The fog was beginning to lift and was creeping closer, only fifty feet below the surface of the road where the car was parked. Stephen looked down at me struggling with my car dilemma when he saw a beautiful girl, like an angel, come out of the fog calling out “Jimmy, where are you?” I never did see what he saw, but I could tell by the way he was acting something out of the ordinary was happening. I got out of the car and walked up the hill to try to get help. Stephen was the first to see it. In the seconds that followed I looked out and there were four transparent shapes hovering in the western sky above us. If it weren't for the sunlight refracting through them I would not have been able to see the group of four ships, or whatever they were. The ships seemed suspended in midair, when out of the blue, a fifth craft jetted up to join the formation and within a second they had warped into deep space somewhere into the great beyond. Gone!

We stood there speechless for what seemed to be hours but I'm sure it was only a matter of minutes. At that moment I really wasn't sure of anything except that I was still here, and those ships of light were gone. Had anyone else seen it, I wondered? Maybe, maybe not, because all of it seemed to be happening in a vacuum meant for the eyes of the privileged or ill-fated few to see. I came to my senses and knew I had to deal with the reality of getting the Mercedes back to its home on Oakhurst Dr. We walked down that hill vacillating somewhere between disbelief and utter amazement, got in the Merc, turned the key and voila, it started. Ok, maybe I flooded the carburetor, and I gave it enough time to recover but I figured fate was telling me I had seen enough for one evening and it was time for this one to go home. 

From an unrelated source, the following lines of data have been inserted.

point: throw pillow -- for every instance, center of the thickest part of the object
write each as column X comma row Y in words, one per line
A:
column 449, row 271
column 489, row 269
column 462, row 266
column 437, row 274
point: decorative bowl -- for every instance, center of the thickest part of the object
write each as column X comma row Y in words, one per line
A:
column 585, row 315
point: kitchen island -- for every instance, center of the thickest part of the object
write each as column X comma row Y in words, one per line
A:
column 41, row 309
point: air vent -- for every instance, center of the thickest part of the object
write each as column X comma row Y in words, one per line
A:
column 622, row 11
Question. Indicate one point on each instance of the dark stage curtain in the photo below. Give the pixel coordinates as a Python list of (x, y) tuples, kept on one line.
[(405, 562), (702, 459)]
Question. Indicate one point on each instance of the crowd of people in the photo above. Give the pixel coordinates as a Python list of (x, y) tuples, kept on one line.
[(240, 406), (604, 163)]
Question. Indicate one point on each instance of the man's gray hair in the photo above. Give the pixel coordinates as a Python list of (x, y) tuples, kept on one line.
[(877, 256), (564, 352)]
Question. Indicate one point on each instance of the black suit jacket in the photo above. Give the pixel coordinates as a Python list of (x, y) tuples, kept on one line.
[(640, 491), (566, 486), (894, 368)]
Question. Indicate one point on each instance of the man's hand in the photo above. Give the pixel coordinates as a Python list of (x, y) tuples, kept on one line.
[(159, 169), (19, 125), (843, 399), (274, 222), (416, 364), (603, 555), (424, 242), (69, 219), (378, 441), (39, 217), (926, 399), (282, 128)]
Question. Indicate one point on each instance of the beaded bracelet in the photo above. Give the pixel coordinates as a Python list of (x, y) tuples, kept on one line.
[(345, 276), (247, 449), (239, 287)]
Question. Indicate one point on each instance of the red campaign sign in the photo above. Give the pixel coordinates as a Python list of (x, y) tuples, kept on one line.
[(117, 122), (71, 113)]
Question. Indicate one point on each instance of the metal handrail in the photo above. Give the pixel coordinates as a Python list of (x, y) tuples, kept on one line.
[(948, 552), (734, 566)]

We never called the papers or the UFO hotline and merely mentioned the incident to some choice people. Things were so bizarre most of the time that this seemed to be another run-of-the-mill experience in the day-to-day life of a Spoon. I must say that after this things began to change. I noticed that on occasion streetlights would flicker and burn out when I passed under them and sometimes, the computer would go on the blink when I was checking out at the grocery store. I had a new nickname after this: the Human Sunspot. That evening on Blue Jay Way was my first unexplained sighting but it would not be my last.